Herring (species name Clupea harengus harengus or Clupea harengus pallasii) is a common type of fish eaten around the world that belongs to the family called Clupeidae. Specific types of herrings include sardines and shads, which are abundant in both the Atlantic and Pacific Oceans. In fact, according to the Encyclopedia Britannica, “One of the most abundant species of fishes in the world, herring eat such minute organisms as copepods, pteropods, and other planktonic crustaceans, as well as fish larvae.” (1) Each female produces about 40,000 sticky eggs during periods of spawning, depositing the eggs on seaweed or rocks before they hatch about two weeks later.
Herrings are described as “small-headed, streamlined fish with silvery iridescent sides and deep blue, metallic-hued backs.” They’re typically small, oily and bony (just like sardines). While herrings are generally small fish, they travel in very large schools. Each fish ranges in size from about eight to 15 inches long (or 20 to 38 centimeters).
These fish mature by the time they reach about 4 years old, and each fish can live up to 20 years! However, most live fewer years due to natural predators and fishing. Predators that survive at least partially on herring include bigger fish like cod, salmon and tuna, as well as dolphins, whales, sharks and sea birds. The most common ways that herring are currently caught include use of large drift nets or surrounding nets, which are usually deployed with the goal of not mistakenly catching other larger fish in the process.
In the United States, these fish available in grocery stores or restaurants, including those called “sardines,” are most commonly caught in the Northern Atlantic, while herring caught in the Pacific (usually near California) tend to be exported to Europe, Japan and China. Depending on where you live it might also be possible to find them caught off the shores of British Columbia or Vancouver. A high percentage of the herring caught in the Pacific are used to make fish oil products, bate/meal for catching other fish, or sold after being salted, canned, smoked or pickled herring. This fish can either be cooked or eaten raw, such as when it’s used to make certain types of sushi rolls.
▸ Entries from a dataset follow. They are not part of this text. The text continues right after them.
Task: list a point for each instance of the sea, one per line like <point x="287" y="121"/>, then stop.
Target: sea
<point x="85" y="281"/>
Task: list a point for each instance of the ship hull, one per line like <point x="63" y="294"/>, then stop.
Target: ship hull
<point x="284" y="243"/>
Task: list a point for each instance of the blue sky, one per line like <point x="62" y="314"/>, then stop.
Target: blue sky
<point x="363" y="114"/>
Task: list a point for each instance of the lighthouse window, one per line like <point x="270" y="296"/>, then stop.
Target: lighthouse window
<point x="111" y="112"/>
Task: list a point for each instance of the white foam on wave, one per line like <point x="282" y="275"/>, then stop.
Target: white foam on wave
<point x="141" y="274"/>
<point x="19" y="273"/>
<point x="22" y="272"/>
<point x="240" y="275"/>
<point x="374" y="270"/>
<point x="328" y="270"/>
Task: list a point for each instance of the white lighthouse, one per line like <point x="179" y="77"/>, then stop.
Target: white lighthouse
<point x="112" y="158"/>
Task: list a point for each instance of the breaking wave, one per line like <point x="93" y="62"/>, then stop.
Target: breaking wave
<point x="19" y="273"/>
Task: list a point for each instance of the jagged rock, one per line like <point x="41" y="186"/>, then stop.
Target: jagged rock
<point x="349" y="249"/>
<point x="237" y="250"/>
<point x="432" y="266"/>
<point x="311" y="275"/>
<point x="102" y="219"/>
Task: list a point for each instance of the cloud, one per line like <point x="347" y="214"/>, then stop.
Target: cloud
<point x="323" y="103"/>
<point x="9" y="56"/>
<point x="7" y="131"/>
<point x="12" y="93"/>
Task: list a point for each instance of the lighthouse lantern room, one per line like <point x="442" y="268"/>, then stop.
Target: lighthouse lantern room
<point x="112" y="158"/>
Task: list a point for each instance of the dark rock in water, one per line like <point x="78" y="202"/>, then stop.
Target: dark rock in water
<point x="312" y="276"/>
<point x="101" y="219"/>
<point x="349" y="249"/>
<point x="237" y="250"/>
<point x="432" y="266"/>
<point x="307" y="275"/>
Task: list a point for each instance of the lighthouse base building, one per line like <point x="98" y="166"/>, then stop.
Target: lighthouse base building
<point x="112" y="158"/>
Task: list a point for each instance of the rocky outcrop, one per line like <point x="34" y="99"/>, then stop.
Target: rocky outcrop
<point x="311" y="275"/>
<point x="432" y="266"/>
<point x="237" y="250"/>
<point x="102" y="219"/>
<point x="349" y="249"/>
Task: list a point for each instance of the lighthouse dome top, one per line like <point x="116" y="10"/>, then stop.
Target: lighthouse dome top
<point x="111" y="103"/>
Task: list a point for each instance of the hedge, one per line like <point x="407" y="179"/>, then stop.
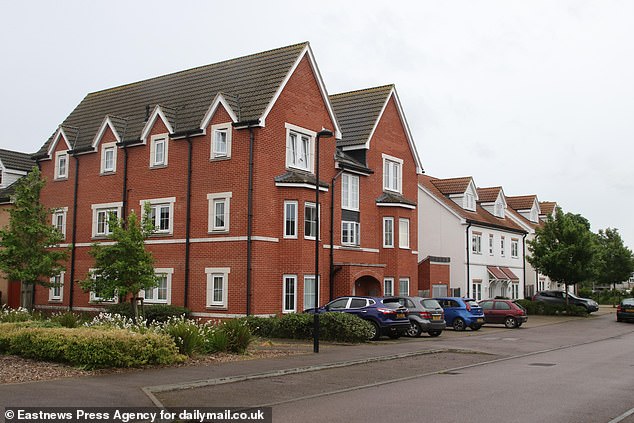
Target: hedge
<point x="338" y="327"/>
<point x="88" y="348"/>
<point x="547" y="309"/>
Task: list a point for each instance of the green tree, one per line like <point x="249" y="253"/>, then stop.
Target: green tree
<point x="27" y="252"/>
<point x="124" y="267"/>
<point x="563" y="249"/>
<point x="613" y="262"/>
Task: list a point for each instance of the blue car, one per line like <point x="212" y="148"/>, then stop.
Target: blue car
<point x="386" y="318"/>
<point x="461" y="313"/>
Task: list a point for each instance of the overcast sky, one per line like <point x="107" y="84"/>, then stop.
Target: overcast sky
<point x="535" y="96"/>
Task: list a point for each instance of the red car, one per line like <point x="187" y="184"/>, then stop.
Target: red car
<point x="504" y="312"/>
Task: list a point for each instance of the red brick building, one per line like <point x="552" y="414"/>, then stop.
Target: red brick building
<point x="225" y="155"/>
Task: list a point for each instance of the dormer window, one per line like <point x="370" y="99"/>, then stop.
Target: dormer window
<point x="392" y="174"/>
<point x="61" y="165"/>
<point x="299" y="148"/>
<point x="108" y="158"/>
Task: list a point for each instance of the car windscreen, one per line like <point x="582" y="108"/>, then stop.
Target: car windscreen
<point x="430" y="303"/>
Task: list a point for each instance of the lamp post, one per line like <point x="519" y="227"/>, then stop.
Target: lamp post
<point x="324" y="133"/>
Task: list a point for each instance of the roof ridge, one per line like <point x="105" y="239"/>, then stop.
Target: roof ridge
<point x="363" y="90"/>
<point x="184" y="71"/>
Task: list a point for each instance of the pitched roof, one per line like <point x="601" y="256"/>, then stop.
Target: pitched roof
<point x="16" y="160"/>
<point x="521" y="202"/>
<point x="547" y="207"/>
<point x="452" y="185"/>
<point x="442" y="188"/>
<point x="488" y="195"/>
<point x="357" y="113"/>
<point x="250" y="84"/>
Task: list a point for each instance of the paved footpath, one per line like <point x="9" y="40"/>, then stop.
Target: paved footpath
<point x="137" y="388"/>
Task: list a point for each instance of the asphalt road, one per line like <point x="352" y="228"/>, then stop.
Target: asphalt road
<point x="578" y="370"/>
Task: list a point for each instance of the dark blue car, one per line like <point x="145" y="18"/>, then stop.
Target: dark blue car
<point x="386" y="318"/>
<point x="461" y="313"/>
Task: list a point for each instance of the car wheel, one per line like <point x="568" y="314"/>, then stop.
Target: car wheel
<point x="376" y="331"/>
<point x="414" y="330"/>
<point x="459" y="325"/>
<point x="510" y="322"/>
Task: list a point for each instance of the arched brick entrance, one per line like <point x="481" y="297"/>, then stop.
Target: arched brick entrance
<point x="367" y="285"/>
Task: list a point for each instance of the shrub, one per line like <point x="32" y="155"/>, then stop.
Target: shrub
<point x="238" y="335"/>
<point x="344" y="327"/>
<point x="9" y="315"/>
<point x="546" y="309"/>
<point x="164" y="312"/>
<point x="186" y="334"/>
<point x="68" y="319"/>
<point x="90" y="348"/>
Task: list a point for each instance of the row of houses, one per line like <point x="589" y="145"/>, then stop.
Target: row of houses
<point x="230" y="157"/>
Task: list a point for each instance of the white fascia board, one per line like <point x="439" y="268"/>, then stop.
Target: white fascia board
<point x="102" y="130"/>
<point x="322" y="88"/>
<point x="442" y="203"/>
<point x="219" y="99"/>
<point x="58" y="134"/>
<point x="158" y="112"/>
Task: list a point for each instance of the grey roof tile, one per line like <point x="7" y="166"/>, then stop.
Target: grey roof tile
<point x="357" y="113"/>
<point x="249" y="82"/>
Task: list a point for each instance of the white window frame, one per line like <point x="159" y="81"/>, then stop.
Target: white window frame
<point x="350" y="192"/>
<point x="219" y="197"/>
<point x="295" y="206"/>
<point x="60" y="212"/>
<point x="354" y="229"/>
<point x="154" y="140"/>
<point x="168" y="272"/>
<point x="285" y="279"/>
<point x="476" y="289"/>
<point x="476" y="243"/>
<point x="388" y="235"/>
<point x="212" y="273"/>
<point x="310" y="278"/>
<point x="515" y="248"/>
<point x="388" y="282"/>
<point x="307" y="205"/>
<point x="401" y="283"/>
<point x="403" y="235"/>
<point x="93" y="298"/>
<point x="110" y="146"/>
<point x="221" y="128"/>
<point x="105" y="207"/>
<point x="156" y="204"/>
<point x="392" y="167"/>
<point x="298" y="133"/>
<point x="57" y="296"/>
<point x="61" y="172"/>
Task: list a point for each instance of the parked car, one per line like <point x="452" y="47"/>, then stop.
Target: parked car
<point x="625" y="310"/>
<point x="425" y="315"/>
<point x="506" y="312"/>
<point x="461" y="313"/>
<point x="386" y="318"/>
<point x="559" y="297"/>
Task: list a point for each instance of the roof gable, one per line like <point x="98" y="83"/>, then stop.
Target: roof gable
<point x="249" y="85"/>
<point x="360" y="112"/>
When eaten sushi-style, herring is called “nishin.”
6 Herring Fish Benefits
1. Great Source of Omega-3 Fatty Acids
Omega-3s offer protection against diseases in many ways, including:
- Reducing inflammation and autoimmune reactions
- Impacting intracellular signaling pathways and transcription factor activities
- Impacting gene expressions
- Decreasing levels of interleukin 1 (IL-1), a pro-inflammatory cytokine
Due to their anti-inflammatory properties, eating foods with omega-3s has been associated with less risk for coronary heart disease, major depression, symptoms of aging like joint pain, cancer, Crohn’s disease, ulcerative colitis and autoimmune diseases like lupus.
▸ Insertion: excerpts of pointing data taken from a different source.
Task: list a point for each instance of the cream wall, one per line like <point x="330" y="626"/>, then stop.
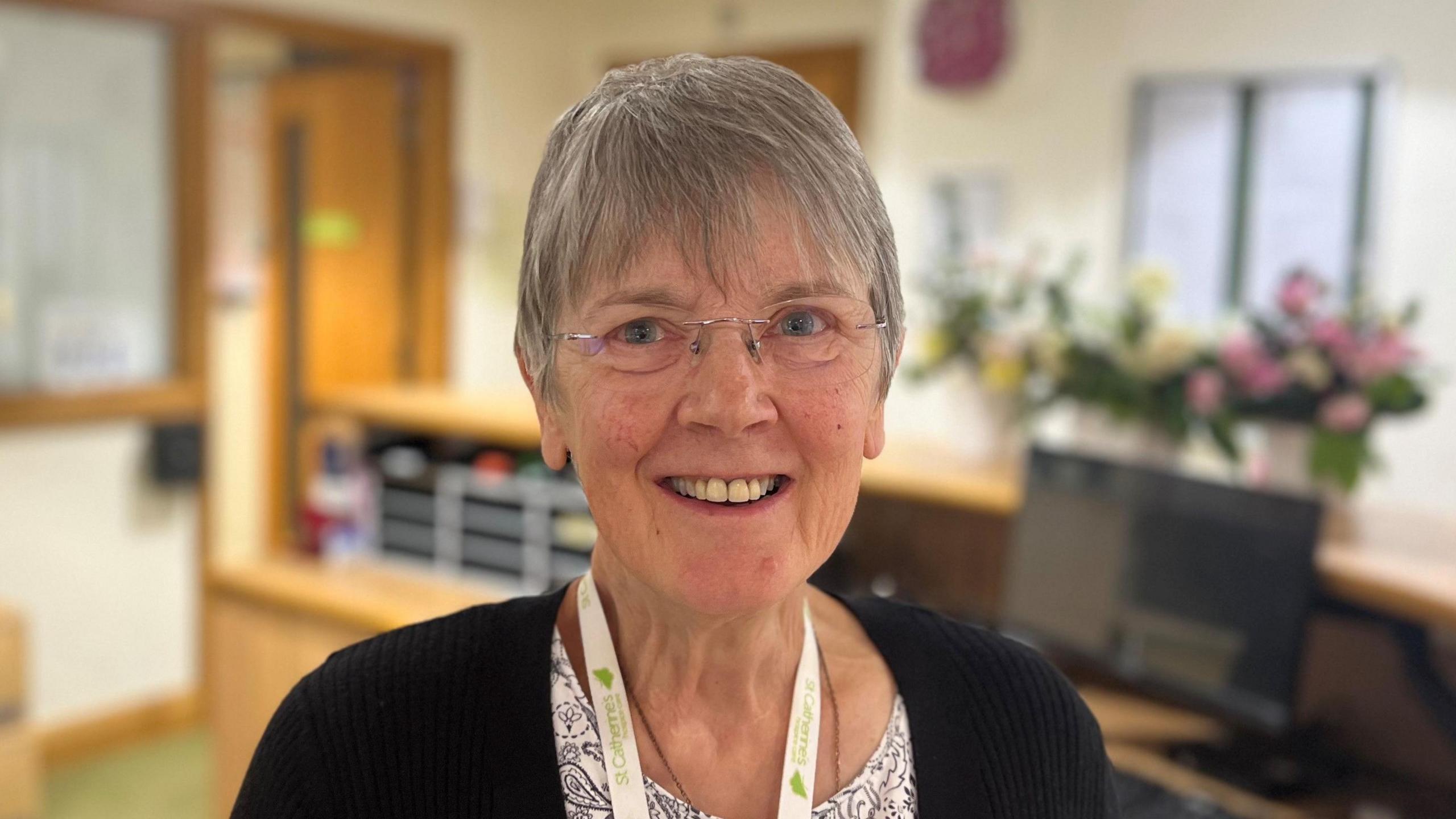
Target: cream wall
<point x="105" y="564"/>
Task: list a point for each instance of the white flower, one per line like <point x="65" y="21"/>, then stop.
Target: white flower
<point x="1163" y="351"/>
<point x="1151" y="283"/>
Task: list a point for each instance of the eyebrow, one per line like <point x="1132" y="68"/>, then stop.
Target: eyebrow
<point x="654" y="296"/>
<point x="804" y="289"/>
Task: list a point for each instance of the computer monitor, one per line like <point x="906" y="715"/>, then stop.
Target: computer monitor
<point x="1184" y="588"/>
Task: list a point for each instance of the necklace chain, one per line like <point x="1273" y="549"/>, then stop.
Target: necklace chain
<point x="829" y="684"/>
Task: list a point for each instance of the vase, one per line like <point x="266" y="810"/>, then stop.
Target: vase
<point x="989" y="432"/>
<point x="1283" y="458"/>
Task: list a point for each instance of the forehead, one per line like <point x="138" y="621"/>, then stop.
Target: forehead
<point x="772" y="266"/>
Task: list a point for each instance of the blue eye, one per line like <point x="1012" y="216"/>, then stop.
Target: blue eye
<point x="641" y="331"/>
<point x="800" y="322"/>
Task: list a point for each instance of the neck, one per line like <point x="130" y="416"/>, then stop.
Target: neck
<point x="682" y="660"/>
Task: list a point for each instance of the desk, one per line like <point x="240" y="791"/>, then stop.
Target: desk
<point x="1397" y="564"/>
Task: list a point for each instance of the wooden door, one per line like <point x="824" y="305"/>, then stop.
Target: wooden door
<point x="342" y="185"/>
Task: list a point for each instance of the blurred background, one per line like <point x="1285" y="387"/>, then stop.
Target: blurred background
<point x="1176" y="403"/>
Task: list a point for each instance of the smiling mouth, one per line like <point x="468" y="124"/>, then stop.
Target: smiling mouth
<point x="731" y="491"/>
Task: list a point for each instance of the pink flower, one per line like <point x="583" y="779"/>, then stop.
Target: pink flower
<point x="1205" y="391"/>
<point x="1251" y="366"/>
<point x="1382" y="356"/>
<point x="1346" y="413"/>
<point x="1301" y="291"/>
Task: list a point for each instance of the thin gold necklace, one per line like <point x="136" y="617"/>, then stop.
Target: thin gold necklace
<point x="829" y="684"/>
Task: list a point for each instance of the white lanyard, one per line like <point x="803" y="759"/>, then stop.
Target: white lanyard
<point x="619" y="741"/>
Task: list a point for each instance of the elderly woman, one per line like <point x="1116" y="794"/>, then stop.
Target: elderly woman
<point x="710" y="318"/>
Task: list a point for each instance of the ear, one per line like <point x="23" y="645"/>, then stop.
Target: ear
<point x="554" y="442"/>
<point x="875" y="426"/>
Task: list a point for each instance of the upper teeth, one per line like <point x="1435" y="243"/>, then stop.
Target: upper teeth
<point x="733" y="490"/>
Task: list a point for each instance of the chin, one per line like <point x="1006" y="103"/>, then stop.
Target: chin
<point x="729" y="582"/>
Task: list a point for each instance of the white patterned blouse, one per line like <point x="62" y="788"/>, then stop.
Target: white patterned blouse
<point x="884" y="787"/>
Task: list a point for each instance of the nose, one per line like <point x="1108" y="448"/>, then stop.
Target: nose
<point x="727" y="387"/>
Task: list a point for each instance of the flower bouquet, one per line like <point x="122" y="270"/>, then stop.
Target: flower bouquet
<point x="1330" y="372"/>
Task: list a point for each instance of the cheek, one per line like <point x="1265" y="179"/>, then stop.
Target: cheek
<point x="833" y="429"/>
<point x="615" y="431"/>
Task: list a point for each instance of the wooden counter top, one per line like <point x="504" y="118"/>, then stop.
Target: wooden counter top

A 2012 report published in the Journal of the American College of Nutrition states: (2)
There have been a number of clinical trials assessing the benefits of dietary supplementation with fish oils in several inflammatory and autoimmune diseases in humans, including rheumatoid arthritis, Crohn’s disease, ulcerative colitis, psoriasis, lupus erythematosus, multiple sclerosis and migraine headaches. Many of the placebo-controlled trials of fish oil in chronic inflammatory diseases reveal significant benefit, including decreased disease activity and a lowered use of anti-inflammatory drugs.
2. High in Many Vitamins & Minerals
One serving of herring (or sardines) provides more than 100 percent of your daily need of vitamin D, which is especially impressive considering many foods provide little or none. Herring also contains a good dose of your daily selenium, as well as trace minerals, including calcium, potassium and iron. One average serving of herring even covers your entire daily need of vitamin B12.
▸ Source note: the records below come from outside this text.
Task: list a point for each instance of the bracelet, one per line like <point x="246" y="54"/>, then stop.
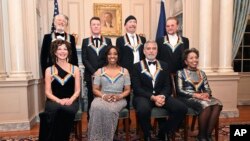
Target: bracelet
<point x="58" y="101"/>
<point x="103" y="96"/>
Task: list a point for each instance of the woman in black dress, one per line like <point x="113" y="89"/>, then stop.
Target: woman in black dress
<point x="62" y="88"/>
<point x="193" y="89"/>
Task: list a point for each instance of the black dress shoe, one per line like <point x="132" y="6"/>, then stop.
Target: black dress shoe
<point x="201" y="139"/>
<point x="147" y="138"/>
<point x="209" y="138"/>
<point x="160" y="136"/>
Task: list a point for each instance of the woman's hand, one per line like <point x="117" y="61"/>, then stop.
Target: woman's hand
<point x="68" y="101"/>
<point x="202" y="96"/>
<point x="107" y="97"/>
<point x="117" y="97"/>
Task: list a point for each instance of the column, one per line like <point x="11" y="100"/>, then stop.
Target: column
<point x="3" y="73"/>
<point x="226" y="33"/>
<point x="205" y="35"/>
<point x="17" y="49"/>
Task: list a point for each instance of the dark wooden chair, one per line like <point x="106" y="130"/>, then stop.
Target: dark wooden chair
<point x="78" y="122"/>
<point x="124" y="115"/>
<point x="191" y="113"/>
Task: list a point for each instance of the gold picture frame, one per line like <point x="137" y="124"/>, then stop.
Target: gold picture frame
<point x="111" y="18"/>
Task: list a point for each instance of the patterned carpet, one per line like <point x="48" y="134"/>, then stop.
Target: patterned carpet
<point x="223" y="131"/>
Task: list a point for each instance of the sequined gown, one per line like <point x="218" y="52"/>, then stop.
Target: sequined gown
<point x="104" y="115"/>
<point x="190" y="82"/>
<point x="57" y="120"/>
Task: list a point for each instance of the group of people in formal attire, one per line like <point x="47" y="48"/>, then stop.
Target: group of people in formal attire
<point x="134" y="65"/>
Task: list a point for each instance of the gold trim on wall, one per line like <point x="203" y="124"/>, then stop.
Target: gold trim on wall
<point x="111" y="18"/>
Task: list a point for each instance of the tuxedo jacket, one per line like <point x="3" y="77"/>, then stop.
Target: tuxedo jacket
<point x="126" y="50"/>
<point x="45" y="56"/>
<point x="93" y="57"/>
<point x="142" y="80"/>
<point x="173" y="57"/>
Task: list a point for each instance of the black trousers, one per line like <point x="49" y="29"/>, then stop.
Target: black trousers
<point x="175" y="107"/>
<point x="90" y="96"/>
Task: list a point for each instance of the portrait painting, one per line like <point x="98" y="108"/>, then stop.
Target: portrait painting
<point x="110" y="15"/>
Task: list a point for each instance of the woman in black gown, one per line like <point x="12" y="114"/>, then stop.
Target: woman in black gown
<point x="62" y="88"/>
<point x="193" y="89"/>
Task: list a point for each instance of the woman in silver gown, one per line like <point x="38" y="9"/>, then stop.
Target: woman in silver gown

Vitamin D is a nutrient that acts similarly to a hormone in the body, helping support the immune system and improve mental health. Vitamin B12 is needed to help prevent fatigue, weakness and brain fog, yet it’s missing in many diets that are low in quality sources of protein (such as vegan or vegetarian diets), especially animal proteins. Selenium is needed to support bone health, the thyroid gland, cognitive health and cardiovascular functions.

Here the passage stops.